Tuesday, August 21, 2012

Two Mothers?

Today we are featuring a guest post by Monika from Monika's Musings, a blog which discusses the adoption triad from a birth mother's point of view. The original post can be found here along with other posts that shine an all important light on this side of the adoption triad. 


A member of one of the birthmom support groups on Facebook of which I’m a part posted a question the other day that inspired me to do some thinking.  The birthmom referenced relinquished two daughters to adoption and she was uncertain how to refer to her daughters’ parents in their presence.  The example she used was a possible visit scenario where she might be having an interaction with her daughter and one of her daughter’s parents wanted her daughter.  She was asking how she would reference her daughter’s parents to her daughter in that situation.
The birthmoms, including me, that answered the post were all in agreement.  We would call our child’s parents by “Mom” and “Dad,” or by whatever our child calls them.  In other words, I call T & C “Mommy” and “Daddy” to her when I’m in her presence because that’s what she calls them.  When I’m not talking to Mack about her parents, I address them by their first names because though they are parents, they’re not my parents.  However I got the feeling by this specific birthmom’s question that though she knew that her children should be calling someone other than her by the term “mom,” she had some emotional difficulty with that thought.  I don’t blame her.  That’s one of the toughest things that we have to swallow as birthmoms.  It’s hard to hear the child you carried and nurtured for nine months call someone else “mom.”

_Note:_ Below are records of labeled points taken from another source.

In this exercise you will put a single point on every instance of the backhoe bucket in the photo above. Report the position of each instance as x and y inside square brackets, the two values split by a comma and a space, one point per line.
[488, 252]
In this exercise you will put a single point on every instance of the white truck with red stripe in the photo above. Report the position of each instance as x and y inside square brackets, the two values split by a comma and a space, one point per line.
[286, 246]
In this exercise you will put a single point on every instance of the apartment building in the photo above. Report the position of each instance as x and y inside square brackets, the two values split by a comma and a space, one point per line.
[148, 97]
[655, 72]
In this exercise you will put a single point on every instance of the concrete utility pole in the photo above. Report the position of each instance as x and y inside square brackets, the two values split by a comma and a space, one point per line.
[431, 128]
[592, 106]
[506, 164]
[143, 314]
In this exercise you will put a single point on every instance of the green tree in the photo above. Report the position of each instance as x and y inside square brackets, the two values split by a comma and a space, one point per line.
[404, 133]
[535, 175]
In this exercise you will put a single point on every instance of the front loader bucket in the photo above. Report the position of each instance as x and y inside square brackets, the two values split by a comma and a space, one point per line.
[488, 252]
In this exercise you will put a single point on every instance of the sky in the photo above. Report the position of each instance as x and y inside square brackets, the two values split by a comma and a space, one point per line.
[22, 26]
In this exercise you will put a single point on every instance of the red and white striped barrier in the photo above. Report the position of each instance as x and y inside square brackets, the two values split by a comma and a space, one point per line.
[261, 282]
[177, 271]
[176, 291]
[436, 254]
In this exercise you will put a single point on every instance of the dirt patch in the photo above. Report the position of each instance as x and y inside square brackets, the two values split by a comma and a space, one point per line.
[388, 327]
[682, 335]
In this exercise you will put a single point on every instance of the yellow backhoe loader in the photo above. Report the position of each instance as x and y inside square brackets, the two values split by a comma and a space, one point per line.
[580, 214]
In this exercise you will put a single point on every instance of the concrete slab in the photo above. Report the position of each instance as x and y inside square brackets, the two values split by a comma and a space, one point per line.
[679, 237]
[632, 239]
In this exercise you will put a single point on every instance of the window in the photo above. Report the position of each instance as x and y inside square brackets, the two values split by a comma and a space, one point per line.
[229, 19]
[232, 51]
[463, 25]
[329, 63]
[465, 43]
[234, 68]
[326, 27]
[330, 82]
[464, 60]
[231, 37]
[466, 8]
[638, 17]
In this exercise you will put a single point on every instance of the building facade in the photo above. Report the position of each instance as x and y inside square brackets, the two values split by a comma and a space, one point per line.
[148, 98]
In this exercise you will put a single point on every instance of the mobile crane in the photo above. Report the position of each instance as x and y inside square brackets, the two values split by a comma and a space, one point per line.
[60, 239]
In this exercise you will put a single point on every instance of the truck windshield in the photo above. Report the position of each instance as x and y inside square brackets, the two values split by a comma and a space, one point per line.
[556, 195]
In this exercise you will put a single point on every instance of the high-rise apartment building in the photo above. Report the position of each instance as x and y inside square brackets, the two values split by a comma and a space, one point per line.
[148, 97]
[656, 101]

Along this same line, however, the fact that she’s no longer legally a mom doesn’t take away her biological motherhood, and the fact that she can love her daughters like the mother that she is.  This is a difficult concept for a lot of people to grasp whether they’re directly involved in adoption or not.  When I heard James Gritter speak in Portland he briefly touched on this subject.  His essential thought was that he preferred saying of his children, “I’m their father” instead of “They’re my kids.”  While I don’t mind saying of Mack that she’s my daughter, Jim is right to discourage the feelings of possession when talking about the kids we parent in one way or another.  His point is that kids aren’t possessions, and I agree.  They’re not things.  We do not purchase them, and a parent’s job is to raise those children to independent adulthood as independent beings, not as possessions.  I think when we encourage the feelings of possessiveness in ourselves or in each other, that “possession” can cause jealousy and hard feelings that are so abhorrent especially in open adoption situations.

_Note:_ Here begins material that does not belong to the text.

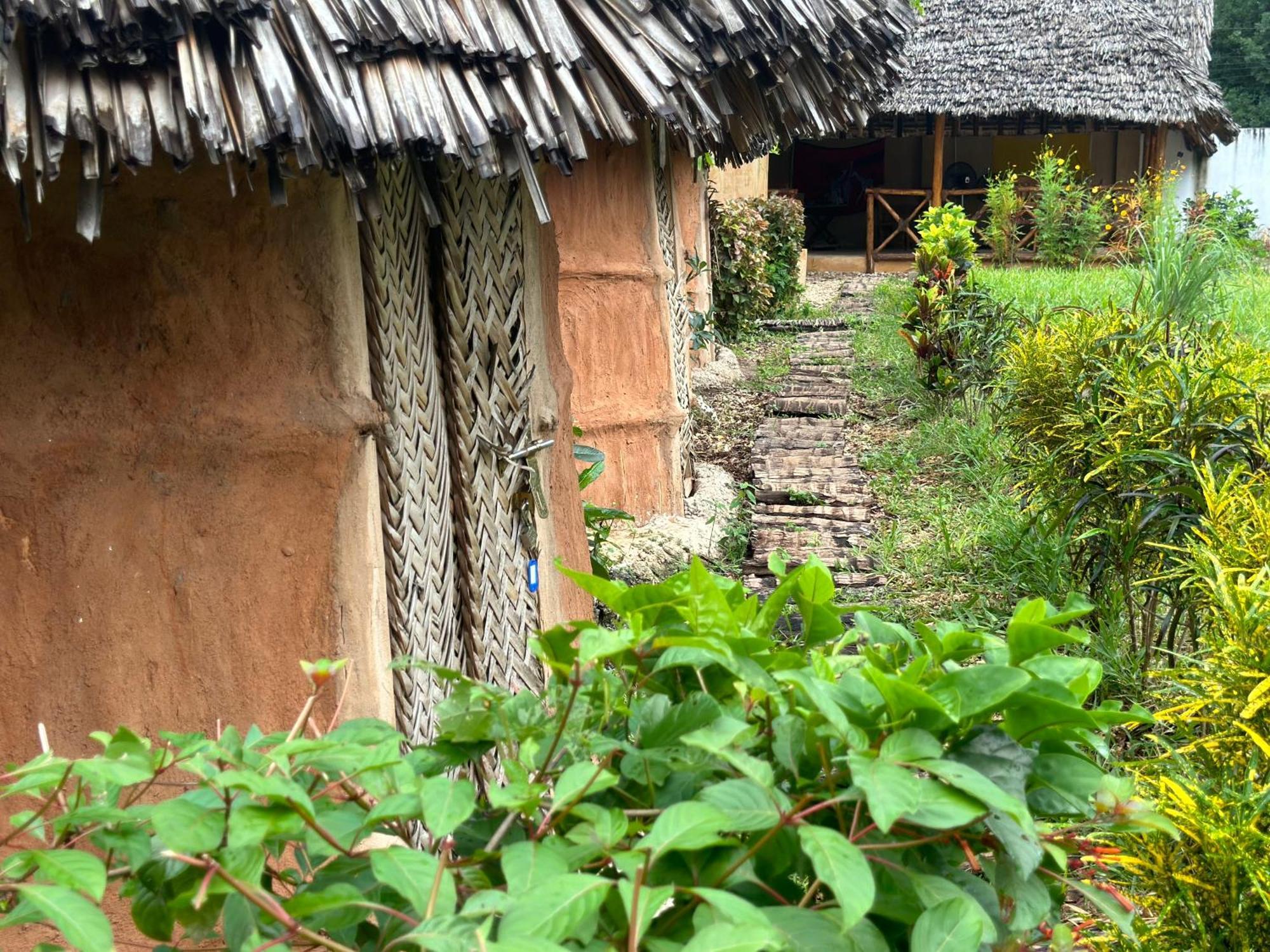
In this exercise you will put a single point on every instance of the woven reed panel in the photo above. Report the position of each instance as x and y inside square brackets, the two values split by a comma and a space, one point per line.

When I refer to Mack as my daughter and myself as her mother, that doesn’t detract from T being Mack’s mother as well.  I also know that just because I’m Mack’s mother doesn’t mean I have the same authority in her life as T has in her life.  It’s okay for us to both be “mother” since we’re both clear about the roles we have and had in our daughter’s life.  As an example, I have a couple of friends whose kids call me “auntie.”  There’s no biological or adoptive relationship there other than the fact that their mothers and I are close enough emotionally to feel like sisters.  However, my being called a familial term does not take away from the child’s aunts that have that biological or legal relationship, nor does their relationship with that same child take away from my role in that child’s life.  Let’s put it another way.  Imagine a set of parents has two children.  It doesn’t matter whether those children are biologically related or not.  Don’t both of those children call their parents “Mom” and “Dad?”  One of those children calling his or her mom, “Mom” doesn’t take away from the fact that this same person is also “Mom” to that other child.

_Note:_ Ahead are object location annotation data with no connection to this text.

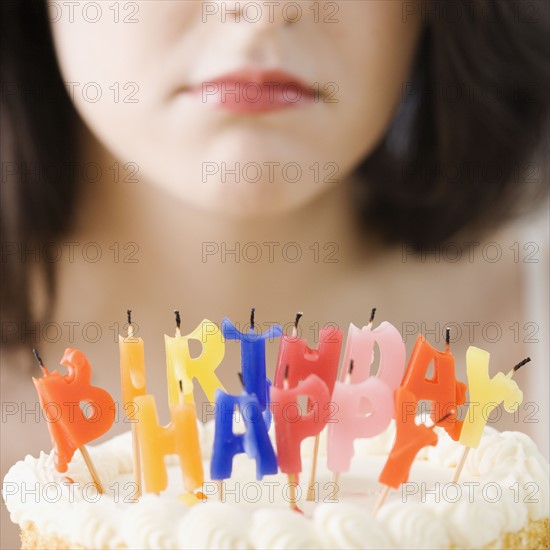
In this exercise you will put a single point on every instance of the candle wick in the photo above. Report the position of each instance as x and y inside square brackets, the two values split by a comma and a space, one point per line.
[521, 363]
[350, 371]
[371, 318]
[252, 312]
[39, 361]
[285, 382]
[443, 418]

Additionally the birthmom that posed the question also referred to her daughters as “birth daughters.”  I don’t call Mack my “birth daughter.”  I call her my daughter.  In the same way that me calling myself Mack’s mother doesn’t take away from T’s role as her mom, my referring to Mack as my daughter instead of my “birth daughter” doesn’t mean that she’s any less her parent’s daughter.  She doesn’t need an additional qualifier.  I relinquished my rights to her, but that doesn’t mean she was only my daughter until I relinquished my rights to her.
So to the birthmom that asked that question: You are your daughter’s mom.  She is your daughter, not your “birth daughter.”  She will grow up knowing who you are and your role in her life just as she will grow up knowing her mom and her mom’s role in her life.  One does not detract from the other.